Synful Knock questions...

Alain Hebert ahebert at pubnix.net
Tue Sep 15 21:06:17 UTC 2015


    Well,

    It would be pointless to do,

        If the flash version and the running executable already replaced
that function to return the right MD5 as from the CCO repository...

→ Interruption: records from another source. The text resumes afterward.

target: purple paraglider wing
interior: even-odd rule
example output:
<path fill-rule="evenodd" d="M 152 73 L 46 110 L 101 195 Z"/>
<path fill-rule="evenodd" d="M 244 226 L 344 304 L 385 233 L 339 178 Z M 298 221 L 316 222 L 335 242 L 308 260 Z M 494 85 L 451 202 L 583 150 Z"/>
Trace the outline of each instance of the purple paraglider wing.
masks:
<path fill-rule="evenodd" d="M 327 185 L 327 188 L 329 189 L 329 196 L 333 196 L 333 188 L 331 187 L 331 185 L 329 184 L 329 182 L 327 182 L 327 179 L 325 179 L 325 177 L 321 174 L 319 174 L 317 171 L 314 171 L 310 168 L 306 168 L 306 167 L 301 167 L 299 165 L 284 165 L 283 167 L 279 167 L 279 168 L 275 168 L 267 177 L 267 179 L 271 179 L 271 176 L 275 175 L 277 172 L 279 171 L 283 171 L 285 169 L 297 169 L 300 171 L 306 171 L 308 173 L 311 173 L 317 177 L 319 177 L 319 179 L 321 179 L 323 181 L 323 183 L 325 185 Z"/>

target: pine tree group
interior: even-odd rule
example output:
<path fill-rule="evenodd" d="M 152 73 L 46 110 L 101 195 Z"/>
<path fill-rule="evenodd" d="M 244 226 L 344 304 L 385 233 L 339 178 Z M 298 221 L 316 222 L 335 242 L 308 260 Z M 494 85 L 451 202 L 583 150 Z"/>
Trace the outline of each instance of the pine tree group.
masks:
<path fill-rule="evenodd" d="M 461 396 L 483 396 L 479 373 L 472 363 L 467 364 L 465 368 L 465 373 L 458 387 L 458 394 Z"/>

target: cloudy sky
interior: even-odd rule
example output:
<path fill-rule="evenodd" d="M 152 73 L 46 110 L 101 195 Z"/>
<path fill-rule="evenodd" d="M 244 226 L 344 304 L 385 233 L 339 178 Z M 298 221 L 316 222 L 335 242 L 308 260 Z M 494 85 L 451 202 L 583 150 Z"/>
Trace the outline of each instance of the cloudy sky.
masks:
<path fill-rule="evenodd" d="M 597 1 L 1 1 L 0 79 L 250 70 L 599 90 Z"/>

    But yes, scheduling the downloading the firmware and doing a SHA512
from your known good source (aka the Cisco one pre-deployement), would
be the method I would use.
    ( We're doing it quarterly in some cases )

-----
Alain Hebert                                ahebert at pubnix.net   
PubNIX Inc.        
50 boul. St-Charles
P.O. Box 26770     Beaconsfield, Quebec     H9W 6G7
Tel: 514-990-5911  http://www.pubnix.net    Fax: 514-990-9443

On 09/15/15 16:46, Stephen Satchell wrote:
> On 09/15/2015 11:40 AM, Jake Mertel wrote:
>> C) keep the
>> image firmware file size the same, preventing easy detection of the
>> compromise.
>
> Hmmm...time to automate the downloading and checksumming of the IOS
> images in my router.  Hey, Expect, I'm looking at YOU.
>
> Wait a minute...doesn't Cisco have checksums in its file system?  This
> might be even easier than I thought, no TFTP server required...
>
> http://www.cisco.com/web/about/security/intelligence/iosimage.html#10
>
>    Switch#dir *.bin
>
>    (Capture the image name)
>
>    Switch#verify /md5 my.installed.IOS.image.bin
>
> The output is a bunch of dots (for a switch) followed by an output
> line that ends "= xxxxxxxxxxxxxxxxxxxxxxxxxxxxxxxxxxxxxxx" with the
> x's replaced with the MD5 hash.
>
> The command is on 2811 routers, too.  Maybe far more devices, but I
> didn't want to take the time to check.  You would need to capture the
> MD5 from a known good image, and watch for changes.